The party identified mediocrity of successive leaderships, leading to lack of vision and little or no development, as the country’s biggest problem. “Without a bright and brave leadership to steer the affairs of state with rare vision, courage and selflessness, our country has failed to meet the yearnings of the citizenry in the areas of welfare and security, infrastructure, rule of law, transparent election, economic growth and overall development, it lamented.
“Today, our country is at the very bottom of every ranking by development agencies, no thanks to our low marks in all the relevant indices. Security is almost non-existent as life has become so short and brutish for hapless citizens, in the face of unrelenting kidnapping, armed robbery, ethno-religious crisis and extra-judicial killings.

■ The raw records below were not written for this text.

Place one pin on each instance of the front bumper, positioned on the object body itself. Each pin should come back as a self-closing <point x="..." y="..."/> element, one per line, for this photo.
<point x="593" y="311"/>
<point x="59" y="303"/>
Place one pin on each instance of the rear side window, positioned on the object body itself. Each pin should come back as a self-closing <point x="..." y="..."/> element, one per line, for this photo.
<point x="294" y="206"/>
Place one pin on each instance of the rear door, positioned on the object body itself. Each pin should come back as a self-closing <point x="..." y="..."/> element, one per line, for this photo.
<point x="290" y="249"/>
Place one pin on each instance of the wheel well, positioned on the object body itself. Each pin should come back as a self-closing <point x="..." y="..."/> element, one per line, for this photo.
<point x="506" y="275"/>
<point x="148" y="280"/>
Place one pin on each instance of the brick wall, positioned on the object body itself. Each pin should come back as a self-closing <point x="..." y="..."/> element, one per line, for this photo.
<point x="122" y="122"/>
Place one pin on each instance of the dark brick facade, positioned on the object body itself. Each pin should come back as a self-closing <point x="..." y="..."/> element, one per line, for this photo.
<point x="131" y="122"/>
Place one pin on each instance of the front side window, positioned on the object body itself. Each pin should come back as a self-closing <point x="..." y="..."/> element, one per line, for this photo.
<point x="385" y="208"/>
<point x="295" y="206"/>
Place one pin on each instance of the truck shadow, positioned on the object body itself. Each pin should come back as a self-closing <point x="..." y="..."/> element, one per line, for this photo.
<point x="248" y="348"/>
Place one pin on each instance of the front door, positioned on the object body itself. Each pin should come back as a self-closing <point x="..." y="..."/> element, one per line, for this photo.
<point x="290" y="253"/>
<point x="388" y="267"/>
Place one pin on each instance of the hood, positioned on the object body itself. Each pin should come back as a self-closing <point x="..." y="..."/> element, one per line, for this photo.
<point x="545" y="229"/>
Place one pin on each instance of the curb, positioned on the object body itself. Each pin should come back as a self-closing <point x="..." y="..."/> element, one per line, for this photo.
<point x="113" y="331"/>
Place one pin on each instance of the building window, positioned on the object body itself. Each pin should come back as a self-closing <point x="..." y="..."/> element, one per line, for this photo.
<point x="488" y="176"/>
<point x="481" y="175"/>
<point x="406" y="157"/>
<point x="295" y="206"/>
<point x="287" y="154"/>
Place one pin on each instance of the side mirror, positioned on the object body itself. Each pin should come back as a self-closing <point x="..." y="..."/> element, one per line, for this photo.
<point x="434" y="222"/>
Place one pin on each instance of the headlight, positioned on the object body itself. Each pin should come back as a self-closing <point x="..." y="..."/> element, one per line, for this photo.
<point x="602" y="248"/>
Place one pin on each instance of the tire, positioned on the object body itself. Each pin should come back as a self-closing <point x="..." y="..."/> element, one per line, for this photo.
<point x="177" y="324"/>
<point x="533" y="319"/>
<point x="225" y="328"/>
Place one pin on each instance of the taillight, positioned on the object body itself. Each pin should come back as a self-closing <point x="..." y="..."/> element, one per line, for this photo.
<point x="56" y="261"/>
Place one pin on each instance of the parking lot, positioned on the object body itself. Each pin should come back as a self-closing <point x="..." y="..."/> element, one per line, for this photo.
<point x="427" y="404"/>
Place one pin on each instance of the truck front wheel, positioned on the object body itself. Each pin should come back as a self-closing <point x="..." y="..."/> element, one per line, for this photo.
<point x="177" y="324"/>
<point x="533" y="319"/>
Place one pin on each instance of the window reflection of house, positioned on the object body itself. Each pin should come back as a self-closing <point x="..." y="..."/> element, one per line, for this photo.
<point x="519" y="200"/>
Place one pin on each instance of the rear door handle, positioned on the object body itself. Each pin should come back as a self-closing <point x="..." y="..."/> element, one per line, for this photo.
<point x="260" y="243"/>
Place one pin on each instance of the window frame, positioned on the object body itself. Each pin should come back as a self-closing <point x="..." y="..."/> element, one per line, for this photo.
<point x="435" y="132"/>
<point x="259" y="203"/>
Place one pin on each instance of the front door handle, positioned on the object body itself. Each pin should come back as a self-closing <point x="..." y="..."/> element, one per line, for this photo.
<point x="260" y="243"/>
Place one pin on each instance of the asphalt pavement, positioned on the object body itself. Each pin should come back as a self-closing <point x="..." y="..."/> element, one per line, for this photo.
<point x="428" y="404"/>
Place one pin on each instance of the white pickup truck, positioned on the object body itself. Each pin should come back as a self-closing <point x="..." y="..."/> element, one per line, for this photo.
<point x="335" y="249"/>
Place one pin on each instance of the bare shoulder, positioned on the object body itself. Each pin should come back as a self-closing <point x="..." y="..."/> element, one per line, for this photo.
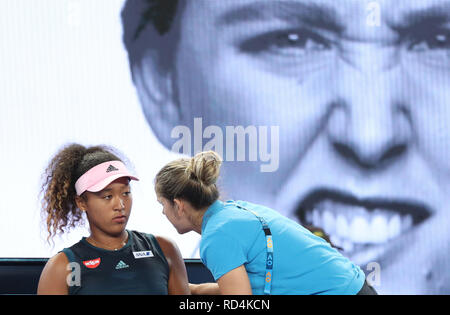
<point x="53" y="276"/>
<point x="168" y="246"/>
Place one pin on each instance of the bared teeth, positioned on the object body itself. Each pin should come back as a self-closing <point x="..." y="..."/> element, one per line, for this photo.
<point x="352" y="225"/>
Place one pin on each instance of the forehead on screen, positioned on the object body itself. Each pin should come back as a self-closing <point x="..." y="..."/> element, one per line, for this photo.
<point x="330" y="14"/>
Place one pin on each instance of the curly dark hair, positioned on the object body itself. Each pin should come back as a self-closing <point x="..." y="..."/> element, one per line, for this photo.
<point x="58" y="189"/>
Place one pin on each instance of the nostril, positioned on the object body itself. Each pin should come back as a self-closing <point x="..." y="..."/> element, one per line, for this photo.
<point x="369" y="161"/>
<point x="393" y="152"/>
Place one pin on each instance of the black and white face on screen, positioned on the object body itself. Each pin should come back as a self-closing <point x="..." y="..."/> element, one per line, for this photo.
<point x="334" y="113"/>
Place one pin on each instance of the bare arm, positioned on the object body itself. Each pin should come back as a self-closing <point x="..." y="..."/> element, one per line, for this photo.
<point x="178" y="280"/>
<point x="235" y="282"/>
<point x="54" y="275"/>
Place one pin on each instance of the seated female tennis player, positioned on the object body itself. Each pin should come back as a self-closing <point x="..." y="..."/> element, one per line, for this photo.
<point x="112" y="260"/>
<point x="249" y="248"/>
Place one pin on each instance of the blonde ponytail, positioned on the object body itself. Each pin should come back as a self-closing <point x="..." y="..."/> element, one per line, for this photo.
<point x="193" y="179"/>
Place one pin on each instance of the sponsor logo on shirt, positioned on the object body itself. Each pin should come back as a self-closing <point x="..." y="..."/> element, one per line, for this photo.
<point x="121" y="265"/>
<point x="93" y="263"/>
<point x="143" y="254"/>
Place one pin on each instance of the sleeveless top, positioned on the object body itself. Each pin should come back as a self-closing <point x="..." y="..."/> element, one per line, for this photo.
<point x="139" y="267"/>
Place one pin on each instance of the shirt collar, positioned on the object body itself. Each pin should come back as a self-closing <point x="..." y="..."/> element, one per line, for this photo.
<point x="213" y="209"/>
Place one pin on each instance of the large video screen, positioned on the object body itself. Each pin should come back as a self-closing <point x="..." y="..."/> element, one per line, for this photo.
<point x="334" y="113"/>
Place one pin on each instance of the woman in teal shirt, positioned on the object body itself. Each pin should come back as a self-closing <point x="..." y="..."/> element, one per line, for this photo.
<point x="249" y="248"/>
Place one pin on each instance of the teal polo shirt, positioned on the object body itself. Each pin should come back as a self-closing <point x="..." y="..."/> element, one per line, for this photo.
<point x="303" y="263"/>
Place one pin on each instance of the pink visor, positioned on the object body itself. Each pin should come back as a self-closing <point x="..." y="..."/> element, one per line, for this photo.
<point x="101" y="176"/>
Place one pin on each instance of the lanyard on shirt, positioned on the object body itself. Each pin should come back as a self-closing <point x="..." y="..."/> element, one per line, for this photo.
<point x="269" y="249"/>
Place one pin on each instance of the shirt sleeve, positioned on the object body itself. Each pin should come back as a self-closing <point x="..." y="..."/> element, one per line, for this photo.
<point x="222" y="253"/>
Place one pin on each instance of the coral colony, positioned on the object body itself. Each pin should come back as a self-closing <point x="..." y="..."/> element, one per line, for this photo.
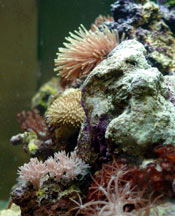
<point x="103" y="142"/>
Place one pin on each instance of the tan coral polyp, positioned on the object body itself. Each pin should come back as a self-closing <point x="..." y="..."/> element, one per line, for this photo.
<point x="66" y="110"/>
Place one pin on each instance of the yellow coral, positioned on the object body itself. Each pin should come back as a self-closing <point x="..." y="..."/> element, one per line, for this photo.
<point x="66" y="111"/>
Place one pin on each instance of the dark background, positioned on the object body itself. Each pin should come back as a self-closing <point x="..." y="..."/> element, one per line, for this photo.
<point x="31" y="32"/>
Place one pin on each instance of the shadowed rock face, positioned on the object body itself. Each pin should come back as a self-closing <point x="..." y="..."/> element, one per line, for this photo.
<point x="134" y="98"/>
<point x="150" y="24"/>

“Those who are lucky to escape being mowed down by armed robbers, kidnappers and sect killers are not spared a gruesome fate on the roads, which have become death traps due to years of neglect. Nothing signifies the near-total collapse of our infrastructure than the parlous state of our roads nationwide.”
It chided the phony statistics on economic growth being reeled out by the government, arguing that the people have yet to truly experience a better life.
“For a country that has earned billions of naira in oil revenue, this is nothing short of a disaster, and the only explanation could be the massive, mindless corruption that has seen a huge chunk of the national wealth siphoned off by fat cats,” it lamented.
“In spite of the mouthing of the rule of law by successive administrations, the rule of law has been turned to the rule of the jungle, with dire consequences for all. Worst of all, the judiciary that has been the last hope of the common man is now on the verge of being destroyed by those who believe it must either serve them or serve no one!”
It also played down the togetherness of the country despite a tragic civil war and several other high-scale incidences if blood-letting.
“Yes, we have somehow managed to remain united even after a devastating civil war, and have always managed to pull back from the brink. But the simple test of the state of our nationhood today should be measured by the answer to the following question: Are we better off today than we were in 1960?” ACN argued.